Individuals with eating disorders (EDs) have high rates of suicidal ideation (SI), suicide attempts (SA), and non-suicidal self-injury (NSSI; [1]). Lifetime NSSI, or the act of inflicting physical harm to one’s body without suicidal intent, occurs in 27.3% of individuals with EDs [2]. Suicidal behaviors, such as SI and SAs, are also highly prevalent in ED populations [3]. NSSI and SAs are more common among individuals with bulimia nervosa (BN) and anorexia nervosa (AN) binge/purge subtype (AN-BP) compared to those with AN restricting subtype (AN-R) [1, 4, 5]. And, one of the most common causes of death in AN is suicide [6, 7].

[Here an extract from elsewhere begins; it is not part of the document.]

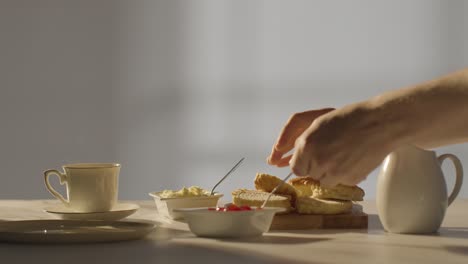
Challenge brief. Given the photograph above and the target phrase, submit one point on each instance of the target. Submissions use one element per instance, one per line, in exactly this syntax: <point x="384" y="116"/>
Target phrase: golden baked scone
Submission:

Historically, the focus of research on suicidal behavior in EDs has centered on diagnostic group differences in these behaviors, and factors within diagnostic groups that are linked to ideation and attempts [8]. Given that individuals with almost all types of ED diagnoses are at high risk for suicide, it may be informative to examine the impact of symptoms, rather than diagnostic categories, on SI. A growing body of literature has examined the impact of specific symptoms of EDs themselves, rather than ED diagnosis, on vulnerability to self-injurious behaviors, including suicidality. Although NSSI does not involve intent to die, it is a robust predictor of SI and attempts [9]. Thus, this type of self-injurious behavior is often studied in conjunction with suicidal behaviors. Research has primarily focused on the impact of body dissatisfaction, binge eating and purging, and restricting and/or fasting on self-injurious behaviors. All of these ED symptoms have been correlated with suicidal behaviors, and several hypotheses regarding the function of this positive association have been proposed.

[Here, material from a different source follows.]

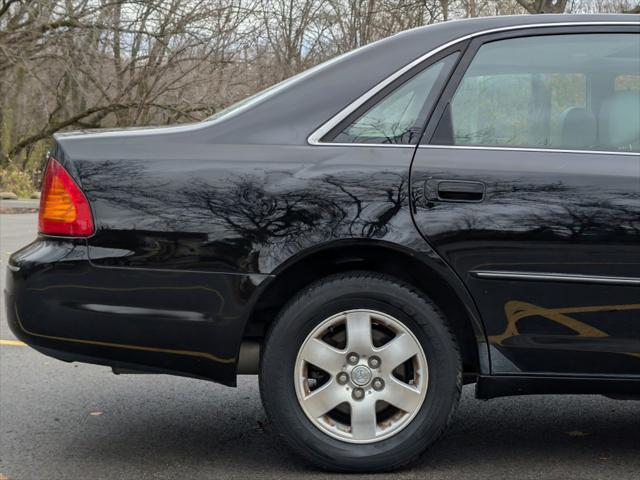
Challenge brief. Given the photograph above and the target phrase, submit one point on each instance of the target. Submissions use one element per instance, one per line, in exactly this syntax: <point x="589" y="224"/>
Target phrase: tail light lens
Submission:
<point x="64" y="210"/>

Binge eating, purging, and SI

Binge eating and purging are positively associated with NSSI, SI, and SAs [4, 8, 10, 11]. There is already a large body of research linking binge eating and purging to emotion regulation (e.g., [12, 13]). Further, one of the most common functions of NSSI and suicidal behavior is to regulate negative emotion [14,15,16]. Several studies indicate that individuals with BN may engage in NSSI and SAs to alleviate negative affect [17,18,19]. Deficits in emotion regulation involve heightened emotional responses, sensitivity to emotionally salient stimuli, and difficulty regulating these responses [20]. Within this framework, binge eating, purging, and self-injurious behaviors serve as dysfunctional attempts to regulate emotions. Researchers also suggest that purging may function similarly to suicidal behavior since it is provocative and harmful. In a study of patients with EDs who were undergoing treatment, purging predicted the intensity and presence/absence of SI at discharge, whereas binge eating and restriction did not [21].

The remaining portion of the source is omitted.